Elsa Kindt, autore di Privacy and Data Protection Issues of Biometric Applications, spiega che per identificare i cittadini attraverso la voce non c’è bisogno di un’autorizzazione scritta: «Il riconoscimento vocale non richiede al momento che venga definito chi è intitolato a farlo, in quale circostanze e seguendo quali procedure».
In cerca di soluzioni
Al momento i tentativi portati avanti da accademici e gruppi di ricerca per arginare il rischio sorveglianza insito nei dispositivi audio si muovono nella direzione della de-identificazione: una tecnica per nascondere o rimuovere identificatori personali e sostituirli con «surrogati» per evitare che quelle informazioni vengano attribuite a una persona in particolare e quindi utilizzati per uno scopo diverso da quello iniziale. «Ci sono due approcci principali per la protezione della privacy – illustra Slobodan Ribaric —. Il primo è basato sul principio della trasformazione della voce: andiamo a modificare le caratteristiche non linguistiche di un discorso, senza cambiare il contesto. Il secondo è basato sul criptaggio delle caratteristiche biometriche della voce».

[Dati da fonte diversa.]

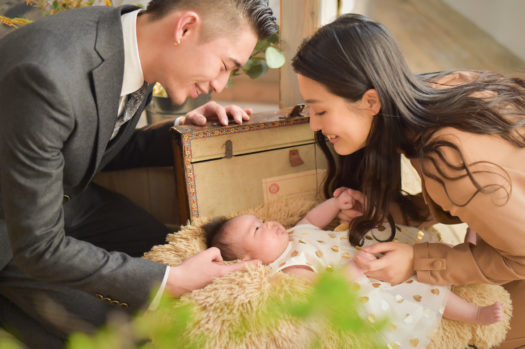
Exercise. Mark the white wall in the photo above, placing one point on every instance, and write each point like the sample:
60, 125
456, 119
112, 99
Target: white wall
502, 19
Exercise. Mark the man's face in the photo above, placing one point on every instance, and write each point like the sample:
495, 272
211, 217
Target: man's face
253, 238
205, 66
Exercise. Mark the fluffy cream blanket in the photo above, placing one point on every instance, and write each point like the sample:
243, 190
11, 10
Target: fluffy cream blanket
237, 297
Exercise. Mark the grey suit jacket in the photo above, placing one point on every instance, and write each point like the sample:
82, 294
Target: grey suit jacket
60, 83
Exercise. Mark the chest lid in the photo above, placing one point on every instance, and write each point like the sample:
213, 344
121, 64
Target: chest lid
264, 131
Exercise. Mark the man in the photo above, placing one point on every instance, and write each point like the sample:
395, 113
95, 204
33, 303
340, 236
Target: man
69, 250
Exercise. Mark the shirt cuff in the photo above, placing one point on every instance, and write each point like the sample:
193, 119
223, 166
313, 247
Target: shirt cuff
177, 121
156, 300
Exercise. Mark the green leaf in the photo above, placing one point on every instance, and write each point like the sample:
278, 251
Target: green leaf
274, 58
256, 69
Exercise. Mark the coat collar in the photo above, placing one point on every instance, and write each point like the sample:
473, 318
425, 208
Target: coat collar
107, 77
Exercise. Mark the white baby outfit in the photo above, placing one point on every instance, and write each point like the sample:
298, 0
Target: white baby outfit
413, 309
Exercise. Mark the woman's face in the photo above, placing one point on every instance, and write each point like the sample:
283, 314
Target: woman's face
346, 124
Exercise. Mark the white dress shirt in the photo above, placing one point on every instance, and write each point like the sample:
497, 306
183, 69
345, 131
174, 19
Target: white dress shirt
133, 80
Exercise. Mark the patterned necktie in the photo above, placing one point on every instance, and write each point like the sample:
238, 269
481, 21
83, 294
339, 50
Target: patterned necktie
135, 99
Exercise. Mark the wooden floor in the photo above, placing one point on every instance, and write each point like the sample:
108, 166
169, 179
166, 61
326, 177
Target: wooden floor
435, 37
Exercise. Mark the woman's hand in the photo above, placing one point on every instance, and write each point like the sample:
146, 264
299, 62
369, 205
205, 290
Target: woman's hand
395, 266
352, 203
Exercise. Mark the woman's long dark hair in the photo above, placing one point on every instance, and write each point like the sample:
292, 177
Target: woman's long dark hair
354, 54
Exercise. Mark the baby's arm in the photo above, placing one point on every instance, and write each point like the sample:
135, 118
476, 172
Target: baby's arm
322, 214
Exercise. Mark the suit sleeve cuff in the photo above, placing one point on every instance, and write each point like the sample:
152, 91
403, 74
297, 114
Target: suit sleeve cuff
424, 264
156, 300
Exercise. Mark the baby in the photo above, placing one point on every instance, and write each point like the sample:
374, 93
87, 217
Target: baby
414, 308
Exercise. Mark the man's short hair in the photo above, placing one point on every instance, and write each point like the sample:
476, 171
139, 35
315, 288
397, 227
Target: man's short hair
223, 14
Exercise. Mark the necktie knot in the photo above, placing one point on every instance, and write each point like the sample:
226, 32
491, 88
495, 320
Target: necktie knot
131, 107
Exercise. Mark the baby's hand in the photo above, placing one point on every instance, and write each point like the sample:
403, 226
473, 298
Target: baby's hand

Le ricerche del team di Bhiksha Raj al Carnegie Mellon provano invece a far sì che i sistemi che utilizzano la voce degli utenti possano catturare l’informazione (e portare a termine il servizio) senza però identificare la persona. Ma il problema è anche culturale. «I cittadini non si rendono conto che le informazioni che rilasciano ai device attraverso la loro voce – continua Raj – sono preziose quanto i numeri delle carte di credito, gli indirizzi, le mail riservate e tutte le informazioni che hanno imparato a proteggere da occhi online indiscreti». Il ricercatore fa un paragone con internet degli anni Novanta, quando tutti scrivevano e cercavano qualsiasi argomento online senza preoccuparsi delle conseguenze sulla privacy. Succede oggi con le comunicazioni vocali: le direzioni al navigatore, le istruzioni per le ricerche, i messaggi vocali così popolari su WhatsApp. Stiamo costruendo un enorme database di informazioni preziosissime sul nostro conto. «Vi siete mai chiesti – conclude – dove finiscono quelle informazioni?».